Files are checked for duplicates on upload. What the files are checked against depends on the user's role, and whether they have the Access file manager capability enabled.
For a role with Access file manager capability enabled, the files in the upload dialog are checked against all files in Platform, including published documents, unpublished files, and files waiting to be processed.
If the Access file manager capability is disabled, then the files in the upload dialog are only checked against published documents that the user has access to.
Files in the same upload batch will also be checked against each other. So, if a user uploads multiple versions of the same file to the upload dialog, the first file will show as unique and the rest will show as duplicates.
The duplication check is done first by checking the exact size value (in bytes) of the document in the upload dialog agains documents that have been uploaded to the project. If there is a size match then the uploaded document will have an MD5Hash value generated and a final check will be conducted between the MD5Hash value of the uploaded document and the document that already exists in the project. If the MD5Hash values match then the uploaded document will be flagged as a duplicate.
The dialogue box contains the below options to handle the duplicates.
- Number of duplicates identified
- Only show duplicates: if this option selected, it displays only the duplicate files
- Remove duplicates: will remove all the duplicates identified
To remove only certain duplicates, select the documents to be removed. Click on Actions. From the drop down, select “Remove selected uploads”.
If the user has not taken any action on the duplicate files, they will see a pop-up message advising that some of the files they have selected are already present in the project. They are then presented with the option to skip uploading or to continue.
If a large batch of files is being uploaded, it is sometimes advisable to upload these to the files page without publishing them as documents first, in order to check for duplicate files before publication.
On the files page, there is an option to check the full list of files, or an individual batch of files for 'Exact duplicates'. Once this filter is on, the list can be sorted on filename, and the two duplicate files will appear in the list next to each other, allowing the user to delete one of the files before publishing as a document.
Filename is not considered when performing the duplicate check.

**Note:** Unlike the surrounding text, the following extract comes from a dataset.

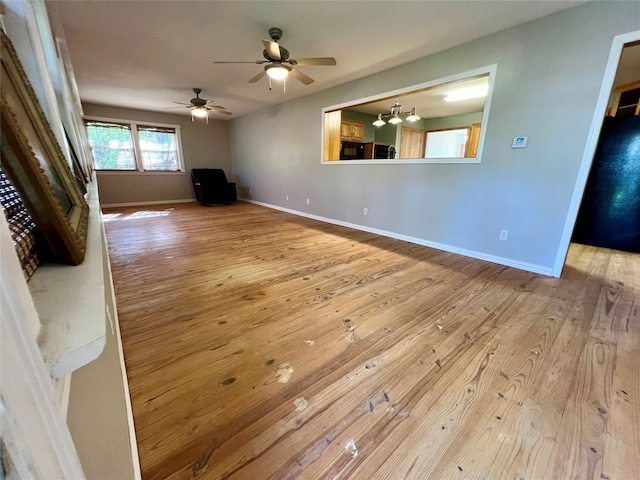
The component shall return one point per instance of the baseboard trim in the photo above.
(142, 204)
(508, 262)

If two files are the same but with a different filename, they will still be marked as duplicates.
The Principal Duplicate field shows whether a document has exact duplicates present in the project. The first file uploaded within a duplicate group is identified as the principal file. A user with access to the Files page can declare a different file within the group as the principal file.

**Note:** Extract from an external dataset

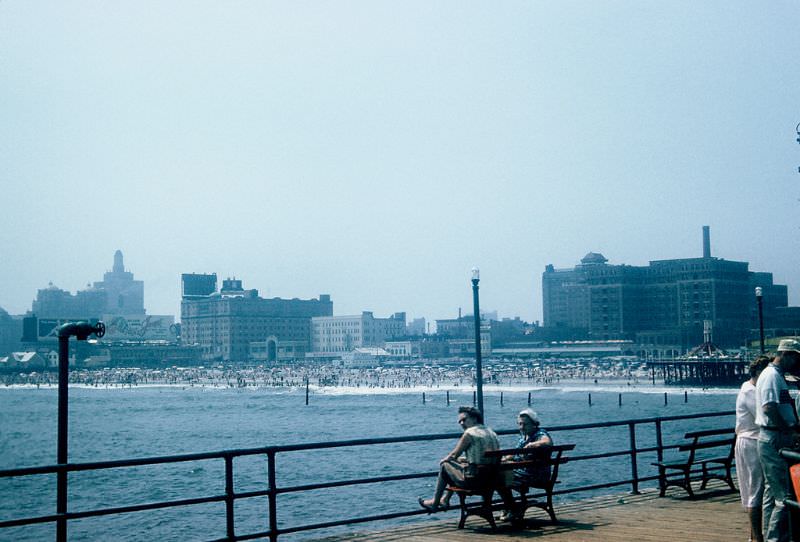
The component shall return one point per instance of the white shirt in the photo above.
(746, 412)
(772, 388)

On the documents page, it is possible to search for duplicates of a specific documents by filtering on the MD5Hash field. This is a system field that displays the value for each document. Documents that are identical in content but have differing filenames still contain the same MD5Hash value.
To detect identical versions of a specific document, the MD5Hash value of that particular document can be entered as a text string into the 'Find' box at the top of the Documents table, and any duplicate documents will be displayed.

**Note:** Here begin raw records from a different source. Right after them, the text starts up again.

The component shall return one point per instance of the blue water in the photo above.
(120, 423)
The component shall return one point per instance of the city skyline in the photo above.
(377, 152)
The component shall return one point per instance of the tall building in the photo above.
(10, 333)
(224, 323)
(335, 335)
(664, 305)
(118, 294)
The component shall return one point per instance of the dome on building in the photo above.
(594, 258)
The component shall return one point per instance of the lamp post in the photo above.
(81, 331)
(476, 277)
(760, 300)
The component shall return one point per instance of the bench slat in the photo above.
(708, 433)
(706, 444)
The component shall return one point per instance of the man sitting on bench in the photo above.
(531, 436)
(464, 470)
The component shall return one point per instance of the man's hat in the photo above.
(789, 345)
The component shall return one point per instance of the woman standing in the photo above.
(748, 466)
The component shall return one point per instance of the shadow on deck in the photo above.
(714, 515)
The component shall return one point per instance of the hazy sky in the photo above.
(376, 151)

Another way to determine the duplicate documents in the Documents page is from the Duplicates metadata field. This system metadata field is visible to those users who has the "See duplicate metadata" capability. The Duplicates field displays all the duplicate files along with the principal file. The first file uploaded within a duplicate group is identified as the principal file.
When uploading an email with attachments Opus 2 Platform will automatically extract out the attachments as individual documents. These will then be linked to the parent email via an automatically created relationship of type 'attachment'. If the attached documents already exist in the platform then rather than extracting the documents again and creating duplicates, only the email is uploaded and the existing documents are then linked to the email using the same 'attachment' relationship type. This is done automatically as part of the file ingestion process when the email file is unpacked. This information is not available during the initial upload of the email message.
Only files that a user has access to are included in the duplicate detection process. If for example, user A uploads a file on the documents page and sets access control on it so that only they can see the document, and then user B uploads the same file with no access restrictions they will not see a warning that a duplicate exists within the project. However, if user A returns to the documents page they will now see that there is a duplicate of their file in the system. In general, users are only alerted to the presence of duplicates if they have access to both documents. This prevents users gaining information about the project that they would not otherwise have access to via the duplicate detection mechanism.